In addition to the DOD, the U.S. Army Corps of Engineers, the Federal Energy Regulatory Commission and the departments of Agriculture, Commerce, the Interior, Energy and Transportation have all updated their respective NEPA implementing procedures, the White House said in a news release Monday.

The updates will ensure “that burdensome Federal environmental reviews cannot be weaponized to stall the growth of the American economy or halt energy infrastructure construction,” according to the White House.

Here’s what the changes will do for all agencies, per the White House:

  • Implement deadlines and page limits on environmental reviews required under recent amendments to NEPA, in order to expedite infrastructure development and reduce costs.
  • Provide clarification that NEPA does not apply to every action that a federal agency takes, but only to federal actions where the agency has sufficient control and discretion to take environmental effects into account.
  • Ensure simple and expeditious processes to create categorical exclusions and adopt other agencies’ categorical exclusions to minimize repetitive NEPA analyses.

Since resuming office, the president has taken a series of steps to overhaul the federal permit process and speed up construction projects.
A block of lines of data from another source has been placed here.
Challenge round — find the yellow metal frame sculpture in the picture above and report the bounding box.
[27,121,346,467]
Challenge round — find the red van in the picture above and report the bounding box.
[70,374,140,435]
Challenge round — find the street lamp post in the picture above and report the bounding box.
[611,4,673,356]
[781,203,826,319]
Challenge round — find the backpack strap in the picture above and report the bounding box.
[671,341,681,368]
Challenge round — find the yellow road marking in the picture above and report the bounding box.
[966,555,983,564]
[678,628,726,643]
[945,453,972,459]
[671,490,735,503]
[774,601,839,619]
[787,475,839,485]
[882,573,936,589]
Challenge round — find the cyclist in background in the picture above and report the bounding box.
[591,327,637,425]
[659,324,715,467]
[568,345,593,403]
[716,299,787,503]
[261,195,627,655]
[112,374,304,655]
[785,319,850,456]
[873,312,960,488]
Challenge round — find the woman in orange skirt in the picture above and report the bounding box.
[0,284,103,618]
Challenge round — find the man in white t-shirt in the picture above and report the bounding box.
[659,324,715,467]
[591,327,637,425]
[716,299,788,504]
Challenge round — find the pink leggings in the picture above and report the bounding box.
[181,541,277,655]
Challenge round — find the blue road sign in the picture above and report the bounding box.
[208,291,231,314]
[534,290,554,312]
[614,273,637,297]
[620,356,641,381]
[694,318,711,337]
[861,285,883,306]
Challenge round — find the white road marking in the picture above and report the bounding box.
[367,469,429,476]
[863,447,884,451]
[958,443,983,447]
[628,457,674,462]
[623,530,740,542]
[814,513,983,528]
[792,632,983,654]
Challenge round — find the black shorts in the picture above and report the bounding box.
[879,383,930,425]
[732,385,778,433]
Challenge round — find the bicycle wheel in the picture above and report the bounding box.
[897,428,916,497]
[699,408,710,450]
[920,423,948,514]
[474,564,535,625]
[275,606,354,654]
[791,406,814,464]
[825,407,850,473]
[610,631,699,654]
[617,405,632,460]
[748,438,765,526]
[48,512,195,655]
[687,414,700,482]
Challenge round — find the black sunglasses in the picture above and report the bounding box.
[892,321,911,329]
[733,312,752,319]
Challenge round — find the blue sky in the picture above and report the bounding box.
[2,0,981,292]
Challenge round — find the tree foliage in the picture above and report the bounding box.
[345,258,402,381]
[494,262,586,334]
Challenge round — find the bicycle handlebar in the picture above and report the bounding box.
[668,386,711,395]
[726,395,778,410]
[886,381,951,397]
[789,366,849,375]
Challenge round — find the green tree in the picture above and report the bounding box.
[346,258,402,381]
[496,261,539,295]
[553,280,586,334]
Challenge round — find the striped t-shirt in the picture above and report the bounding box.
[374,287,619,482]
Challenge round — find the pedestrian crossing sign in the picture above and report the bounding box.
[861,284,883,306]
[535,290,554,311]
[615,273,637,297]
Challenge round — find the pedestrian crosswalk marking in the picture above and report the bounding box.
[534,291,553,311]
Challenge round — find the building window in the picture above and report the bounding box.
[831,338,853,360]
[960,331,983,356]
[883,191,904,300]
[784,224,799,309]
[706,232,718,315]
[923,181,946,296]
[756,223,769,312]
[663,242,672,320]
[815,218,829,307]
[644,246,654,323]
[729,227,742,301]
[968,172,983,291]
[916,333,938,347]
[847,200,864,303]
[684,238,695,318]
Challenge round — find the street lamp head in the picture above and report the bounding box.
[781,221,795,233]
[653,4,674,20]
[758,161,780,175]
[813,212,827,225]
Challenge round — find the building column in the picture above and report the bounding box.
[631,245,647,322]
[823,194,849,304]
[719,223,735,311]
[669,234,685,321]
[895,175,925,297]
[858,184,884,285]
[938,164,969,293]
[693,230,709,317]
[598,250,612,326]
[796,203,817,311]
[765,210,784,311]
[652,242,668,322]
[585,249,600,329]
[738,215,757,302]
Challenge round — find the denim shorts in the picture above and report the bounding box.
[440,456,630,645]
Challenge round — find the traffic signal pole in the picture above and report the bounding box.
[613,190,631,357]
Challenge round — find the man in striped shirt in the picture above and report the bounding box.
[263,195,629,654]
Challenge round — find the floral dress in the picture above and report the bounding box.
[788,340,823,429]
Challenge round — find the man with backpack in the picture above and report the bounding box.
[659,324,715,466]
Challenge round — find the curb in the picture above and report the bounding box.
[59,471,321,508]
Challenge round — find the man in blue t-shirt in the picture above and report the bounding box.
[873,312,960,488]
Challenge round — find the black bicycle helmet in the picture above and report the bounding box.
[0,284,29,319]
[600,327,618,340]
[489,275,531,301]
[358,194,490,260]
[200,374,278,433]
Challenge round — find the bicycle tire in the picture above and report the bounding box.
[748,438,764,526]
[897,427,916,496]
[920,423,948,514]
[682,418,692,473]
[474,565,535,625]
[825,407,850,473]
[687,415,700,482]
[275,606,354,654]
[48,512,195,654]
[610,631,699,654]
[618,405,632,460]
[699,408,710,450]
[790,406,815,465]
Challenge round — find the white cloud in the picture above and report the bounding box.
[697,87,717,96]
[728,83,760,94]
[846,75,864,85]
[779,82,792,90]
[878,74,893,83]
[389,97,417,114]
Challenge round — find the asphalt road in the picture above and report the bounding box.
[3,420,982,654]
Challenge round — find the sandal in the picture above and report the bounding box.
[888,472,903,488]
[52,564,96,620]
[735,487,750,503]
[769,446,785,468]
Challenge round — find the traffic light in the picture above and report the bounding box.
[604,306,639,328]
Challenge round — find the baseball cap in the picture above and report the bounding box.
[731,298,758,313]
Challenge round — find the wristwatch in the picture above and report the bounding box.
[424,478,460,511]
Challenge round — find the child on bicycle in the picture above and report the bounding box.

On the day of his inauguration in January, Trump signed executive orders that cut back the White House’s NEPA rulemaking powers and declared a “national energy emergency” in order to accelerate permits for oil, gas, nuclear, coal, hydropower and biofuel projects, along with mines that gather critical materials.

In April, Trump signed a memo requiring federal agencies to integrate technology into their review workflows in order to accelerate the processing time for infrastructure projects. It requires the Council on Environmental Quality to issue a Permitting Technology Action Plan, with the goal of eliminating the paper-based application and review process and reducing project delays.